April 11, 1995 – Today we found out the nominees for Student of the Year Award. I’m one! Or should I say I was. I didn’t make the finals.
As much as I wish I could win, now nobody can call me a goodie-goodie. I personally don’t want the “Goodie-goodie of the Year Award” and it’s not like I need a $50 savings bond. I’m not penniless! Can you tell I’m incredibly jealous? [These little flickers of self-awareness are signs that a sane person was trying to break through.]
If it wasn’t for Alissa I’d have that thing tackled. She brought that stupid story thing to school! [“That story” is a piece of quasi-erotic fiction I wrote with two friends, one of whom later brought it to school, where it ended up on the principal’s desk. The entire saga is detailed in an earlier entry, including the rehearsed speech I planned to give my mom delivering the bad news. Sadly the story itself has not survived.]
Any how. When I’m up there at M.I.T., first in the class and they say Dr. Bekah A. Stolhandske PhD, MD, MRD, ND.D, IQ level 206 came their way, I will personally remind them and tell the world they were ignorant enough not to give ME the SOTY award.
Thus far, Seele Elementary School has not bragged to the press about its illustrious alumna. Nor do I have any of those degrees. “MRD” and “ND.D” might not even refer to real things. I don’t think I was referring to a Masters in Rural Development or Naturopathic Medicine degree. My IQ was not, and is not, 206.
That does not stop me from knowing ev-er-y-thing.
July 21, 1995 – I have lots of opinions. Listen:
On Millennialism and the dates when Jesus is coming back. We don’t know WHEN he’s coming. There’s nothing we can do about it, and we’ll know what to do when he gets here.
On Love: There are three kinds of love. Agape (everyone), Filéo (romance) [I continue to misspell and misunderstand phileo love thoughout my journals], and Family love. There you can like someone and love them OR you can love but not like. When you like someone you want to be around them (Filéo or friends or family) but you can love someone but not want to be around them (Agape, sometimes). You can love and like, love but not like, and neither love nor like someone (even though you shouldn’t). But no one can like but not love someone else.

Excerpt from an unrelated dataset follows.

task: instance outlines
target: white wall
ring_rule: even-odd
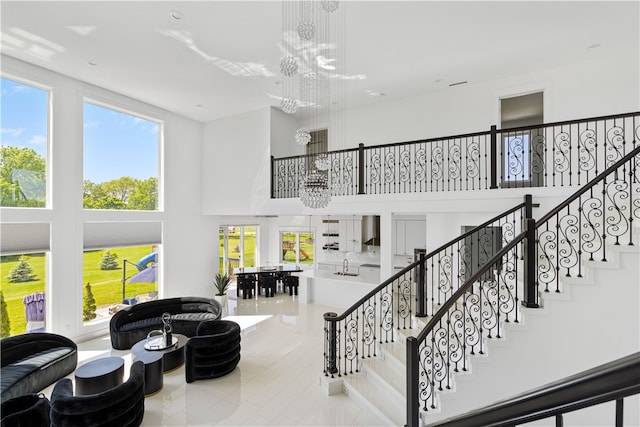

It may surprise you that I did end up with a masters degree in media studies, seeing that in 5th grade I clearly do not have any filter for media bias:
May 1, 1995 – I have learned by my own opinion that the Great American heroes aren’t so great. This is from popular television! See, it isn’t always the stupid educational stuff! I learn diddlysquat from that. Nobody can ever teach me more than I can learn by myself. My grandma would hate to hear me say it but, General Custer was awful. Sitting Bull was worse. The Texans were WRONG. The American Rebels were betrayers. And let it be known that the Confederates were cruel. That’s why I wanna go to M.I.T. OR maybe I should just go to PARIS! I’m not liberated, I’m not a suffragist, I’m just a kid who know that difference between heroes and cruel, sissified, @#$%&s.

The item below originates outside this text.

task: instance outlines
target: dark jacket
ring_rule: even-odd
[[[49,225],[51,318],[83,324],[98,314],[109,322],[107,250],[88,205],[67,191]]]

Let’s just start with the end, in which I confuse liberated with liberal, and suffragist with feminist.
Liberals and feminists were the warlocks and witches of my childhood. Mysterious, powerful forces for evil. By insisting that I am neither “liberated” nor a “suffragist” I’m not claiming to be an indentured servant who opposes universal voting rights. Actually I’m just in full-tilt denial about becoming a liberal feminist. These fits of freethinking occur intermittently in my journals.
I would be 23 years old before expressing my non-liberal-feminist views to someone who repeated them back to me and said, “That’s liberal feminism.”
However, in this particular case I am siding with, it appears, the British Crown and Santa Anna’s Mexican government, so clearly my fears of being too liberal are unfounded. But there’s some pacifism and Unionist sympathy in there too. Basically, I’m railing against the glorification of American/Southern heroes, which my whole life had been conflated with Christianity.
I have been railing about it ever since.